Thursday, August 1, 2013

Seizure in infantile spasms

Do you see the abnormality?  Surprisingly in this case it's not on the left side!  The high voltage chaos that looks as good right-side-up as up-side-down is characteristic for hypsarrhythmia in infantile spasms.  However, what should catch your eye is the pseudonormalization on the right half of the record: this is a seizure in infantile spasms – high frequency, low amplitude.  Neither side is normal, but that relative depression of the record with a global high frequency oscillation doesn't look normal for the record in this presumably awake child.

Absense seizure

What's going on?  According to Dr. Kaplan, one of 4 things: normal EEG activity, focal abnormality, global abnormality, seizure.  In this case, even if you didn't recognize the ~3Hz spike-wave complexes characteristic of an absense seizure, you could still figure out where you are by comparing side-to-side (odd numbers on the left; even numbers on the right) to know it's a global process of rhythmic activity (everything is firing together at about 3 cycles per second) that is high voltage (notice the scale in the bottom right corner showing our vertical scale at 300mV; normal is 70-100mV).  This is one of the reasons we do hyperventilation during our EEGs.

CO poisoning

This is a diffusion-weighted image (DWI).  Notice the demonstration of the globus pallidus diffusion restriction, but also DWI changes due to toxic insult...the splenium of the corpus callosum is ravaged, as is the subcortical white matter.  The deep gray matter and the splenium of the corpus callosum are highly sensitive to hypoxic/anoxic insult (as are the cortex and cerebellum).
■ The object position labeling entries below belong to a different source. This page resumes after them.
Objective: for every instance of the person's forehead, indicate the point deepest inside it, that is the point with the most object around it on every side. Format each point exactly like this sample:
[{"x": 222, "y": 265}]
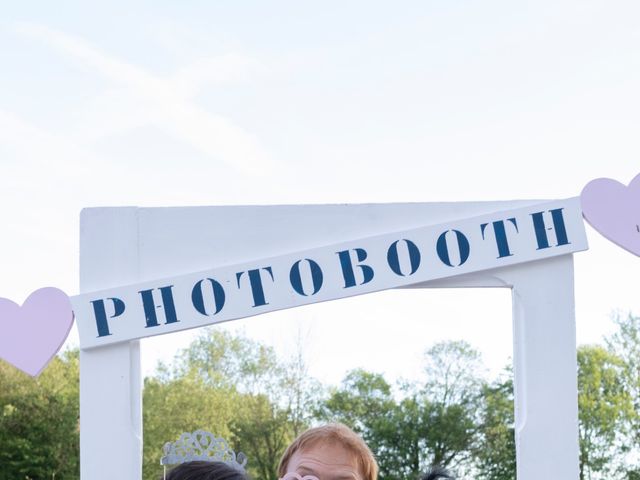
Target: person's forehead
[{"x": 325, "y": 459}]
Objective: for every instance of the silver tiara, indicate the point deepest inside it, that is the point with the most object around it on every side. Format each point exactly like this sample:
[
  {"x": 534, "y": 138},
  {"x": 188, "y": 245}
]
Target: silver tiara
[{"x": 204, "y": 446}]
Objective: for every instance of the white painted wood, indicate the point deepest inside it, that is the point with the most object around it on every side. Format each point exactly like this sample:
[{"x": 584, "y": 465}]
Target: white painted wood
[
  {"x": 110, "y": 377},
  {"x": 135, "y": 320},
  {"x": 544, "y": 361},
  {"x": 544, "y": 325}
]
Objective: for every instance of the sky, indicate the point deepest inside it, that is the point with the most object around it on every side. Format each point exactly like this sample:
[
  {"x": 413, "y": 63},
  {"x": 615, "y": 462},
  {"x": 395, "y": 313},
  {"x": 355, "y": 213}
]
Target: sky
[{"x": 238, "y": 103}]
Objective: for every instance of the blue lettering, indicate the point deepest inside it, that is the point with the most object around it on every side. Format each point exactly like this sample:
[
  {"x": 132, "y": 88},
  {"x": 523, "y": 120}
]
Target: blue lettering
[
  {"x": 296, "y": 278},
  {"x": 255, "y": 280},
  {"x": 150, "y": 307},
  {"x": 443, "y": 249},
  {"x": 394, "y": 261},
  {"x": 101, "y": 314},
  {"x": 197, "y": 296}
]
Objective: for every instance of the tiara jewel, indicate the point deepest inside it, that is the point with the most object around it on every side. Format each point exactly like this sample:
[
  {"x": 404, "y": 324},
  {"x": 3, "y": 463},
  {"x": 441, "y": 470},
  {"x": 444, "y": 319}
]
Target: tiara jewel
[{"x": 204, "y": 446}]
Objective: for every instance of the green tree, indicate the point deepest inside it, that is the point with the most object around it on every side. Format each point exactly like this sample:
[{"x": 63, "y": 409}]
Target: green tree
[
  {"x": 625, "y": 343},
  {"x": 39, "y": 431},
  {"x": 453, "y": 390},
  {"x": 603, "y": 406},
  {"x": 172, "y": 406},
  {"x": 433, "y": 423},
  {"x": 232, "y": 386},
  {"x": 496, "y": 452},
  {"x": 263, "y": 429}
]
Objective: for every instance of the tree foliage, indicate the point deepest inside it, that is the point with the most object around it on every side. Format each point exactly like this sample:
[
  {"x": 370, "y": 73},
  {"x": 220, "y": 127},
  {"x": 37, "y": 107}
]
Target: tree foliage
[
  {"x": 239, "y": 389},
  {"x": 39, "y": 434}
]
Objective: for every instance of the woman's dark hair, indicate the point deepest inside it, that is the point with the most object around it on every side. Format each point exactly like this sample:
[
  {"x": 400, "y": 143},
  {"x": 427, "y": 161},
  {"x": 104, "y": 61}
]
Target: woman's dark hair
[
  {"x": 206, "y": 471},
  {"x": 437, "y": 473}
]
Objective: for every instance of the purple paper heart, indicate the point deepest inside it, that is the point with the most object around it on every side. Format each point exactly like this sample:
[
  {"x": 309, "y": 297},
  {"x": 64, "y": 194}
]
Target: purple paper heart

Correlate the MRI to the classic pathologic findings in the first few hours after carbon monoxide poisoning: the brain is swollen, congested and cherry-red. After 24-48 hours of survival, scattered petechial hemorrhages may be seen in white matter with larger hemorrhages in the pallidum (arrows).

ADEM

In clinically defined cases of ADEM, the MRI will often demonstrate multifocal areas of increased T2-weighted (T2W) signal abnormalities in the CNS white matter, with or without gray matter involvement. Some authors have proposed that ADEM lesions are indistinct and lack sharply defined borders ("fluffy and diffuse") characteristic of MS lesions.  Although ADEM lesions (of similar age) should all hypothetically enhance with gadolinium, this finding is rarely seen, and gadolinium enhancement may even be absent.

Early MRI series identified overlap in lesion location and distribution between ADEM and MS, but also highlighted features of ADEM that are unusual in MS, such as symmetric bilateral disease, relative sparing of the periventricular white matter, or deep gray matter involvement.64 Absolute and relative periventricular sparing on MRI is typical of ADEM, and was present in 78% of patients with ADEM. However, 22% of ADEM patients had a periventricular lesion pattern indistinguishable from that seen in MS, and the characteristic corpus callosum long axis lesions (Dawson’s fingers), together with the finding of only well-defined lesions, were completely specific indicators of relapse/progression to MS.